Die Jugend trat mich an in der Gestalt eines schönen, jungen Menschen, der in derselben Stadt studierte und im ersten Stockwerk meines Hauses zwei hübsche Zimmer gemietet hatte. Jeden Tag hörte ich ihn unten Klavier spielen und spürte dabei zum erstenmal etwas vom Zauber der Musik, der weiblichsten und süßesten Kunst. Dann sah ich den hübschen Jungen das Haus verlassen, ein Buch oder Notenheft in der Linken, in der Rechten die Zigarette, deren Rauch hinter seinem biegsam schlanken Gang verwirbelte. Mich zog eine scheue Liebe zu ihm hin, doch blieb ich abgesondert und fürchtete mich, mit einem Menschen Umgang zu haben, neben dessen leichtem, freiem und wohlhabendem Wesen meine Armut und mein Mangel an Lebensart mich nur demütigen würde. Da kam er selber zu mir. Eines Abends klopfte es an meiner Tür, und ich erschrak ein wenig; denn ich hatte noch nie Besuch bei mir gesehen. Der schöne Student trat ein, gab mir die Hand, nannte seinen Namen und tat so frei und fröhlich, als wären wir alte Bekannte.

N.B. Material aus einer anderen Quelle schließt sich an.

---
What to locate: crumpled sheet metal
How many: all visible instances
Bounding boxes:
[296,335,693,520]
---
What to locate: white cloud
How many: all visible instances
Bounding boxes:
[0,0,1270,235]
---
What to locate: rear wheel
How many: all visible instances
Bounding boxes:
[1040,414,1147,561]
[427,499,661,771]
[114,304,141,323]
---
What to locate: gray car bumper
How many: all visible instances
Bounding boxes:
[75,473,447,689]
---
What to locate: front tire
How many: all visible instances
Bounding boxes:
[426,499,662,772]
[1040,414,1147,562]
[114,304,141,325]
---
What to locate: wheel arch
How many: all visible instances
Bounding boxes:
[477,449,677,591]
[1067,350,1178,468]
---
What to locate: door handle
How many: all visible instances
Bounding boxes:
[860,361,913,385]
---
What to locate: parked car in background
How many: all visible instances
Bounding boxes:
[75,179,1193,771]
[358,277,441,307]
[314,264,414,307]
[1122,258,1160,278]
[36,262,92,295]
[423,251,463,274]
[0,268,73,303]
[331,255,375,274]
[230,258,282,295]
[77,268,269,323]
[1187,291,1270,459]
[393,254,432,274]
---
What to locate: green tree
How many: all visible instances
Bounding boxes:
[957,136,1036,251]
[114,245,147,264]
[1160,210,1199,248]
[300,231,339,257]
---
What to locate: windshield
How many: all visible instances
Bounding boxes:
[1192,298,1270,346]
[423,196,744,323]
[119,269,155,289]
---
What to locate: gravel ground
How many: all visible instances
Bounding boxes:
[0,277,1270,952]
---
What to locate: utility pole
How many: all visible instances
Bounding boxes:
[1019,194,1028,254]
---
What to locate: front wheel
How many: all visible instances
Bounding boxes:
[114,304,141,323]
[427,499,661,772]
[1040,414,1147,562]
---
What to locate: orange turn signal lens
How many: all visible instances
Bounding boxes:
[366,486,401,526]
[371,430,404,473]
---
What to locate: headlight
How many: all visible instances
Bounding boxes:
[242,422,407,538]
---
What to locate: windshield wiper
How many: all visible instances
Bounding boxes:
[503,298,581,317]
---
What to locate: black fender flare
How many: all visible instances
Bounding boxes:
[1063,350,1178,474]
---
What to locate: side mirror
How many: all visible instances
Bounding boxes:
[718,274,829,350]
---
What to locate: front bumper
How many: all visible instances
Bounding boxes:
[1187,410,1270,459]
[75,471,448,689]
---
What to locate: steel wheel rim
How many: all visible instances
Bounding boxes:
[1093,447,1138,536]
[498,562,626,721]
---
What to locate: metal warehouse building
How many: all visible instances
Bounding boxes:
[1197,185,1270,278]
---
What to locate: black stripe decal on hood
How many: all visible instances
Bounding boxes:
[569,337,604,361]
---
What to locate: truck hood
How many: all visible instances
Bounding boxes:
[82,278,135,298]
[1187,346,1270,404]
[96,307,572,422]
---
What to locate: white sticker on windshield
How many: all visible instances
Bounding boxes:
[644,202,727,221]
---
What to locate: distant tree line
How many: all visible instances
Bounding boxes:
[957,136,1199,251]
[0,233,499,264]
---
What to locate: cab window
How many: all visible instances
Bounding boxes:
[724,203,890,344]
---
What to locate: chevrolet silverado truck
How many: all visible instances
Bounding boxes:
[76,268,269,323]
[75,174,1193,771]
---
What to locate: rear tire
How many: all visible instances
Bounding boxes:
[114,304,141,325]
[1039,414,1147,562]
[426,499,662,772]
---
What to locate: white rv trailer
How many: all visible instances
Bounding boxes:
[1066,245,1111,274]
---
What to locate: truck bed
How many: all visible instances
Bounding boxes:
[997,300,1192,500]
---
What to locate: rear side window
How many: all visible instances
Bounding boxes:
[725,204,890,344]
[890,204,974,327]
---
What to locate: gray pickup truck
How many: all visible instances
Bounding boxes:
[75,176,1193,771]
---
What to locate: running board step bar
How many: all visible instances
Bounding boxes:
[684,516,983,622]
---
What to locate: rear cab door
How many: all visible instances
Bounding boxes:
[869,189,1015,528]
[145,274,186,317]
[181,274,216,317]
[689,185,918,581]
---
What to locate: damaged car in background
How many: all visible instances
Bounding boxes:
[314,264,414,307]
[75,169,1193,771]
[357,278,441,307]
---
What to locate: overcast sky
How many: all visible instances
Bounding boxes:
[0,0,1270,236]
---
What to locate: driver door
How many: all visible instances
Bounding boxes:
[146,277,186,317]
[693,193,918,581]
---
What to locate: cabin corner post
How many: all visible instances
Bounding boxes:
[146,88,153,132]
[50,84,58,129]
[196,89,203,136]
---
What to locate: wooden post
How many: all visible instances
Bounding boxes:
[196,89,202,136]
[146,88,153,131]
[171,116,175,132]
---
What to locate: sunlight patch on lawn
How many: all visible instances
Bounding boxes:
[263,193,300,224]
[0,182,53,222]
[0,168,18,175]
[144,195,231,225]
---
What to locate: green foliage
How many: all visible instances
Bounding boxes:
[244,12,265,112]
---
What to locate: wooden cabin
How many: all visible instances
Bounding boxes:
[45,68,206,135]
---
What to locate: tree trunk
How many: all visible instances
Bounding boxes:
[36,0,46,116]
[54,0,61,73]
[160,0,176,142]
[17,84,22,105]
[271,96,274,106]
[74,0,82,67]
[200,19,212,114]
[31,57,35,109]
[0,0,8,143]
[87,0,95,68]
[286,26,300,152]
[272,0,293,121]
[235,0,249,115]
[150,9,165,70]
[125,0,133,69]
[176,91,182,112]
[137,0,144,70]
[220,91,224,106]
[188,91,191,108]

»Ich wollte fragen, ob Sie nicht Lust hätten, ein wenig mit mir zu musizieren«, sagte er freundlich. Aber ich hatte in meinem Leben nie ein Instrument berührt. Ich sagte ihm das und fügte hinzu, daß ich außer Jodeln keinerlei Künste verstehe, doch habe mir sein Klavierspiel oft schön und verlockend heraufgeklungen.

»Wie man sich täuschen kann!« rief er lustig. »Ihrem Äußeren nach hätte ich geschworen, Sie seien Musiker. Merkwürdig! Aber Sie können jodeln? O bitte, jodeln Sie doch einmal! Ich höre es ums Leben gern.«

Ich war ganz bestürzt und erklärte ihm, daß ich so auf Verlangen und in der Stube drin durchaus nicht jodeln könne. Das müsse auf einem Berge oder mindestens im Freien und ganz aus eigener Lust geschehen.

»Dann jodeln Sie also auf einem Berge! Vielleicht morgen? Ich bitte Sie sehr darum. Wir könnten etwa gegen Abend miteinander ausfliegen. Wir bummeln und plaudern ein wenig, droben jodeln Sie dann, und nachher essen wir in irgendeinem Dorf zu Nacht. Sie haben doch Zeit?«

O ja, Zeit genug. Ich sagte eilig zu. Und dann bat ich ihn, mir etwas vorzuspielen, und stieg mit ihm in seine schöne, große Wohnung hinunter. Ein paar modern eingerahmte Bilder, das Klavier, eine gewisse zierliche Unordnung und ein feiner Zigarettenduft erzeugten in dem hübschen Raum eine Art von freier und behaglicher Eleganz und wohnlicher Stimmung, die mir ganz neu war. Richard setzte sich ans Klavier und spielte ein paar Takte.

»Sie kennen das, nicht wahr?« nickte er herüber und sah prachtvoll aus, wie er so vom Spielen weg den hübschen Kopf herüberbog und mich glänzend ansah.

 »Nein«, sagte ich, »ich kenne nichts.«

»Es ist Wagner«, rief er zurück, »aus den Meistersingern«, und spielte weiter. Es klang leicht und kräftig, sehnsüchtig und heiter, und umfloß mich wie ein laues, erregendes Bad. Zugleich betrachtete ich mit heimlicher Lust den schlanken Nacken und Rücken des Spielers und seine weißen Musikerhände, und dabei überlief mich dasselbe scheue und bewundernde Gefühl von Zärtlichkeit und Achtung, mit dem ich früher jenen dunkelhaarigen Schüler betrachtet hatte, zusammen mit der schüchternen Ahnung, dieser schöne, vornehme Mensch würde vielleicht wirklich mein Freund werden und meine alten, nicht vergessenen Wünsche nach einer solchen Freundschaft wahr machen.

Tags darauf holte ich ihn ab. Langsam und plaudernd erstiegen wir einen mäßigen Hügel, überschauten Stadt, See und Gärten und genossen die satte Schönheit des Vorabends.